Christopher Wlezien, a political scientist at the University of Texas at Austin who studies how economic conditions influence presidential elections, told me that on average, elections tend to be “roughly half economics and half other stuff,” but that may not be the case for Trump. “Given where his approval ratings are, where his poll performance is and where the economy has been, a lot of what’s going on here is non-economic,” Wlezien said, adding that strong partisanship is undoubtedly part of it. “The stronger [people] identify with parties, the less things like economic factors matter,” Wlezien said.
That said, Trump has generally scored better on the economy than on other issues during his time in office, but similar to Obama, he hasn’t really enjoyed a boost in his approval ratings despite overseeing — until very recently — the longest period of economic expansion in U.S. history.

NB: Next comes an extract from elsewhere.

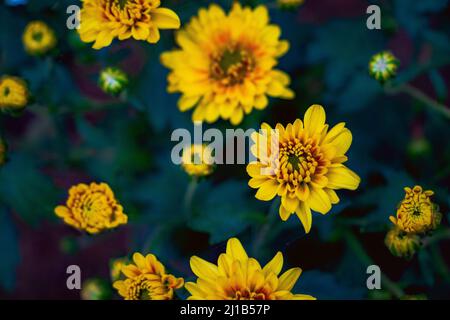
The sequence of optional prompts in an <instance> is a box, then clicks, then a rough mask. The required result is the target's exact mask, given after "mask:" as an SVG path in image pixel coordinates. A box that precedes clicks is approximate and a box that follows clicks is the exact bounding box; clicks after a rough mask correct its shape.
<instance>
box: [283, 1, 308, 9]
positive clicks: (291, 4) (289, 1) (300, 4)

But even though views of the economy are filtered through partisan views, we have recently seen that they aren’t completely immune to bad news. The latest poll from The Economist/YouGov found that the share of Republicans who felt the economy was getting better had fallen 32 points, from 70 percent in early March to 38 percent. Only 7 percent of Democrats said it was getting better. That was in line with previous polls, but the drop in Republican expectations of the economy could be a bad omen for Trump. If Republicans’ economic expectations sour enough, some of them might disapprove of Trump despite partisan attachments to him.
Yet it might not be as bad as it might seem for Trump, as it’s possible that perceptions about the prospects for recovery will be more important than the current downturn. The media tends to focus more on the economy’s future anyway and less on current economic conditions. So if the economy seems headed toward recovery after the worst of the crisis, that might play favorably in the court of public opinion. Not to mention, voters tend to take a more holistic view of the economy, accounting for as much as two years of past economic performance when voting in presidential contests — which could be good for Trump, as the economy had been pretty good for most of his time in office.

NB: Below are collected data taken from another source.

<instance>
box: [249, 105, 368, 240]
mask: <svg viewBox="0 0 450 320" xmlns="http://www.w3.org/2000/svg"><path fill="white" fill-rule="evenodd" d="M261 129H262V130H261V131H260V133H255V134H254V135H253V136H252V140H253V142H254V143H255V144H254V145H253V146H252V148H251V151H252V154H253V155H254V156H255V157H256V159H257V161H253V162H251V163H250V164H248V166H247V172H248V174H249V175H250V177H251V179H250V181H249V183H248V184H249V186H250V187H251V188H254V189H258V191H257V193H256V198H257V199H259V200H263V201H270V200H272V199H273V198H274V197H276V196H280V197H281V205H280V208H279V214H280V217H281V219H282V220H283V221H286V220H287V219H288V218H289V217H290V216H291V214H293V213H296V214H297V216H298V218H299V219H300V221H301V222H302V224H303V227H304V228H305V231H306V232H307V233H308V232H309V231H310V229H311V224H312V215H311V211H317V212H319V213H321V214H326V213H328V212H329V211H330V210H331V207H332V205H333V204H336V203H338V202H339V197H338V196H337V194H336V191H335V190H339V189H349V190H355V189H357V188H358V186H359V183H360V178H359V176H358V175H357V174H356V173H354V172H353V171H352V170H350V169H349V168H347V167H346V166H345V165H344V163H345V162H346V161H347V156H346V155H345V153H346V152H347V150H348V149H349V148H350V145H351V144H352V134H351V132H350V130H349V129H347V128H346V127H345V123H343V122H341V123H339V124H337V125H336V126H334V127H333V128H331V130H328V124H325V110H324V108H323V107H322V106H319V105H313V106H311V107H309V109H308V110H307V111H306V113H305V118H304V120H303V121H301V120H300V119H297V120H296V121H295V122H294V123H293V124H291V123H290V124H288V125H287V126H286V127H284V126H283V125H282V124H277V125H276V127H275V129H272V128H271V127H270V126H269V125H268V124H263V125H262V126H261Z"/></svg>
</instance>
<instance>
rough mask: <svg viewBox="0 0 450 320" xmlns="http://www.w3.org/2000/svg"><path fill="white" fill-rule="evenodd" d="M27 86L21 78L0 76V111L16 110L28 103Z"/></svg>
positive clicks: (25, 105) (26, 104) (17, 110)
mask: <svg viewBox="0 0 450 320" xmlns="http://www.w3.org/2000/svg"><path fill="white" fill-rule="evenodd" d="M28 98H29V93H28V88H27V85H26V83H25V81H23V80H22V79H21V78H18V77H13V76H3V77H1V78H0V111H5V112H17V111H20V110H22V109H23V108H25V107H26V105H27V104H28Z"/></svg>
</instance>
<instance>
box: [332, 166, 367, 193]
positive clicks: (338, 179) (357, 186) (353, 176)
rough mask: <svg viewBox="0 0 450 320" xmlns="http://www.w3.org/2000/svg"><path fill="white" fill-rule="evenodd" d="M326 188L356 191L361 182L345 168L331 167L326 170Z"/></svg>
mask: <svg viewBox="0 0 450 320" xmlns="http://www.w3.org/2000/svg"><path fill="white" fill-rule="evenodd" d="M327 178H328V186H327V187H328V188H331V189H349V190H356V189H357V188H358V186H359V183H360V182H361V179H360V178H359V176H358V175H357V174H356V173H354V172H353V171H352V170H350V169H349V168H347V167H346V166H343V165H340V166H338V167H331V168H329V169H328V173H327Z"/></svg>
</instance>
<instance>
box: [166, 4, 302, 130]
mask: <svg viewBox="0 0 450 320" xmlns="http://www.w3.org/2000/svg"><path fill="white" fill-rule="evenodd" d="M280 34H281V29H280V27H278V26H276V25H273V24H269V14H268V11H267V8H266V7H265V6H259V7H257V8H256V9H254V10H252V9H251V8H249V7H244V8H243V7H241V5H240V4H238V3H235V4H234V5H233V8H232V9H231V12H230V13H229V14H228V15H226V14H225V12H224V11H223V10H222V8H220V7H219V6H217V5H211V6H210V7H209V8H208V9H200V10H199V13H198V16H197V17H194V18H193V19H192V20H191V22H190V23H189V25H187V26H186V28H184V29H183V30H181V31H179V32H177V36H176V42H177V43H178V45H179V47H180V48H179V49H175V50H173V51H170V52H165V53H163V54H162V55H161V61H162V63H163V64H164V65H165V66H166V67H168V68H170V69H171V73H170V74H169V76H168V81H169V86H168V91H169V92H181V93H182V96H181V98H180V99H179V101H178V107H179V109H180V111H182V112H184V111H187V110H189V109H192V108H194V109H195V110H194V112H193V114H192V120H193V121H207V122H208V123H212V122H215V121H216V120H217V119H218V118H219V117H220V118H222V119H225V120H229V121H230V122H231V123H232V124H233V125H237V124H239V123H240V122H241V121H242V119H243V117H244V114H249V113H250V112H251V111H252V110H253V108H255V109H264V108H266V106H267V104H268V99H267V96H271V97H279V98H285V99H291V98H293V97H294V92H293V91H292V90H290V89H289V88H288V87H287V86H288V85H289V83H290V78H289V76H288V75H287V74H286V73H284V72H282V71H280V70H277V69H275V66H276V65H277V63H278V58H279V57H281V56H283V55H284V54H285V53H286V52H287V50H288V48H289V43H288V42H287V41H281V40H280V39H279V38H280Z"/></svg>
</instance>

Nonetheless, the economy still might not be the most important factor in the November election: It could be primarily about Trump himself. “All the evidence seems to point to referendum judgments mattering a lot more when there’s an incumbent than when there’s not,” Wlezien said. In fact, there is evidence that vote choice is unaffected by economic attitudes if an incumbent president is running. According to political science research, voter assessments of the economy are too closely linked to perceptions of the president and don’t make that much of a difference, which, again, brings us back to partisanship and Trump’s steady approval rating.
If there is evidence of economic recovery by the fall, the huge partisan gap in attitudes toward the economy may return to pre-crisis levels. And with that, the election might look much like it did only a few weeks ago: Democrats overwhelmingly supporting the Democratic nominee and Republicans overwhelmingly supporting Trump, with the economy not mattering much at all.